Veness, Joel, Hutter, Marcus, Gyorgy, Andras, Grau-Moya, Jordi

arXiv.org Artificial Intelligence 

In contrast to popular decision-making frameworks such as reinforcement learning, which are built upon appealing to decision-theoretic notions such as Maximum Expected Utility, we instead construct an agent by trying to minimise the expected number of bits needed to losslessly describe general agent-environment interactions. The appeal with this approach is that if we can construct a good universal coding scheme for arbitrary agent interactions, one could simply sample from this coding distribution to generate a control policy. However when considering general agents, whose goal is to work well across multiple environments, this question turns out to be surprisingly subtle. Naive approaches which do not discriminate between actions and observations fail, and are subject to the self-delusion problem [Ortega et al., 2021]. In this work, we will adopt a universal source coding perspective to this question, and showcase its efficacy by applying it to the challenging non-stationary stochastic bandit problem.

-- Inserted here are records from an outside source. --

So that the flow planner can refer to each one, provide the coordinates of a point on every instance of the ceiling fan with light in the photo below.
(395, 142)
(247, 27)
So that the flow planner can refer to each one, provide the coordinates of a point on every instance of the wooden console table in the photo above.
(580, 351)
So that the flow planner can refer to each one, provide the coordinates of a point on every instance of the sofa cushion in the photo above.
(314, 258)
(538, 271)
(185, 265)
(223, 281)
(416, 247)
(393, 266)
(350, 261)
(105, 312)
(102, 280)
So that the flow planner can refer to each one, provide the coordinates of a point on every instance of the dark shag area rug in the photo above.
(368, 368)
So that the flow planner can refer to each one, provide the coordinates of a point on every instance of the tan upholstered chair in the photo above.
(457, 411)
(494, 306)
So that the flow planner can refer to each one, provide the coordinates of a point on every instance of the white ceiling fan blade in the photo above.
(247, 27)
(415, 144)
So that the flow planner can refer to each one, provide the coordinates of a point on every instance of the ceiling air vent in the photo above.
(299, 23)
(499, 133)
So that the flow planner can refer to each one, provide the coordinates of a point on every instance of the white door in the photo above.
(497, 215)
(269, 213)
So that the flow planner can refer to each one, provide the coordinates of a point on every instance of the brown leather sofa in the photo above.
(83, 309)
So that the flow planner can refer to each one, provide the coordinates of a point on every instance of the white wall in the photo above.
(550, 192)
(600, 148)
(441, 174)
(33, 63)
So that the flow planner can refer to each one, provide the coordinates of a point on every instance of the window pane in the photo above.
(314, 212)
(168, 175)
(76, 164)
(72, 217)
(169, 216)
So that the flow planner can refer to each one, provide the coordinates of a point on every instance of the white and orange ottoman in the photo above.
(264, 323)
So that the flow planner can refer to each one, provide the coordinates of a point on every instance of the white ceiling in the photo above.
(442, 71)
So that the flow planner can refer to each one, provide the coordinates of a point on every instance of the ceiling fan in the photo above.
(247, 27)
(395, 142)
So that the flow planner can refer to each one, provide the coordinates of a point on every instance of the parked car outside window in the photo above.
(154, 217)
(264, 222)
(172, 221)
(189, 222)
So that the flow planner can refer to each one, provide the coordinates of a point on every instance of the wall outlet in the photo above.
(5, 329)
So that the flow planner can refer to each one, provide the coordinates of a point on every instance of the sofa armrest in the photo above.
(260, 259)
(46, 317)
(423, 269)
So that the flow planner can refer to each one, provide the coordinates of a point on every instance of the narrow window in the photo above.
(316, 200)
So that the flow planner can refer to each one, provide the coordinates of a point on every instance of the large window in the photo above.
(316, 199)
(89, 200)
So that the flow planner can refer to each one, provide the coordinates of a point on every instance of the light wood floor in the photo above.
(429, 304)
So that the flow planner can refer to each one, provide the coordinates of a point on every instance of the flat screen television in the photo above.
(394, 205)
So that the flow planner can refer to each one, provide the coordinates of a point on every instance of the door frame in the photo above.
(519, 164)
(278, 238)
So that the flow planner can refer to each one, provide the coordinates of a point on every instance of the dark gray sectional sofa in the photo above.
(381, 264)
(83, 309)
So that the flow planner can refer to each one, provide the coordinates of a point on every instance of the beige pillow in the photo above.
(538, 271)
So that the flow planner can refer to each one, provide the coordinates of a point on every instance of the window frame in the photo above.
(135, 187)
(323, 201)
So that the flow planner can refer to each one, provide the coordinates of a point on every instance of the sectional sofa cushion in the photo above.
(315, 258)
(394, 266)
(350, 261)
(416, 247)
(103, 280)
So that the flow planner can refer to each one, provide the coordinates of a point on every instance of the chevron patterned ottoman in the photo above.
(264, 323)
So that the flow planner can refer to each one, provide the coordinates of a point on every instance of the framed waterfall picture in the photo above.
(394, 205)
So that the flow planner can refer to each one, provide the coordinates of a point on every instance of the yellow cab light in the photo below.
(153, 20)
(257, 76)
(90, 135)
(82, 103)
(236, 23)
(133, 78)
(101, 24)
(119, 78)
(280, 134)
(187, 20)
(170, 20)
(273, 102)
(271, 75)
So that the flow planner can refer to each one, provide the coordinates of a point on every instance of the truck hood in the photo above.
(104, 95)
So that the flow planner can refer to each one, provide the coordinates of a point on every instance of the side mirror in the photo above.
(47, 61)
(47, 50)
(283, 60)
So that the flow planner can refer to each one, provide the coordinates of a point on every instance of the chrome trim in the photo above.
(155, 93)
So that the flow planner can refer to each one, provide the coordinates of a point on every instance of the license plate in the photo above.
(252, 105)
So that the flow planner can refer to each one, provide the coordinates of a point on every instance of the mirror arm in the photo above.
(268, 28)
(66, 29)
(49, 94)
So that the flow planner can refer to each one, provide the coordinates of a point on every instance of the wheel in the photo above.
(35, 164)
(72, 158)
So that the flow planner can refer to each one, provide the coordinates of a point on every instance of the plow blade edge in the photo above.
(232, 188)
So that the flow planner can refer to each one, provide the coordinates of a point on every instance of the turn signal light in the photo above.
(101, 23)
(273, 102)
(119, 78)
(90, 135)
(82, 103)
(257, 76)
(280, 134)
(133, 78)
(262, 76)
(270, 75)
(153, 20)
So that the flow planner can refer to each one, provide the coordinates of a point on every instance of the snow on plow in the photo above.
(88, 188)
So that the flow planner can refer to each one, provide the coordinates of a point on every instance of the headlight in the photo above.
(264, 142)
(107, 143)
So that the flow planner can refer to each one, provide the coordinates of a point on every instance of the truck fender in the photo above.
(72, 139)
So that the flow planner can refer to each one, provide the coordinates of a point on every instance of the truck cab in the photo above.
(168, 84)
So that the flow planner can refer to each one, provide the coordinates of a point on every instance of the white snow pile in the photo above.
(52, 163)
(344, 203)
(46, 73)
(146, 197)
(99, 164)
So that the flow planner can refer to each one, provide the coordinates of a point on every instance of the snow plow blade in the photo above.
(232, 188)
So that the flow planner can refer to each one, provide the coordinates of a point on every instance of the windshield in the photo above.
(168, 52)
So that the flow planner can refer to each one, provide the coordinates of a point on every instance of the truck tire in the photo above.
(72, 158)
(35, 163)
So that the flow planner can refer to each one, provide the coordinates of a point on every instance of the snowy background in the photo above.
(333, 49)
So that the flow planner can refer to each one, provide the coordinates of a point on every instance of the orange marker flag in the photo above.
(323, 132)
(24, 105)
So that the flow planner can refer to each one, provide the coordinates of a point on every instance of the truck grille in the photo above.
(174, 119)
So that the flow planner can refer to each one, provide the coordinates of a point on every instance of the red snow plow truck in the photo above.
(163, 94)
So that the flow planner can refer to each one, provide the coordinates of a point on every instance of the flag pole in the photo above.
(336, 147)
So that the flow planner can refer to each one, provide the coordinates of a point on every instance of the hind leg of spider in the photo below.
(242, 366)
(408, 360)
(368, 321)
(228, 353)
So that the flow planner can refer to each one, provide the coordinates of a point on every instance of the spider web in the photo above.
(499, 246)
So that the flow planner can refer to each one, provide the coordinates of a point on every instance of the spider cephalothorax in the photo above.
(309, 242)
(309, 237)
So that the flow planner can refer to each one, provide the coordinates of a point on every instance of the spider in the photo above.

In the passive case, namely, sequential prediction of observations under the logarithmic loss, there is a well developed universal source coding literature for dealing with non-stationary sources under various types of non-stationarity. The most influential idea for modelling piecewise stationary sources is the transition diagram technique of Willems [1996]. This technique performs Bayesian model averaging over all possible partitions of a sequence of data, cleverly exploiting dynamic programming to yield an algorithm which has both quadratic time complexity and provable regret guarantees.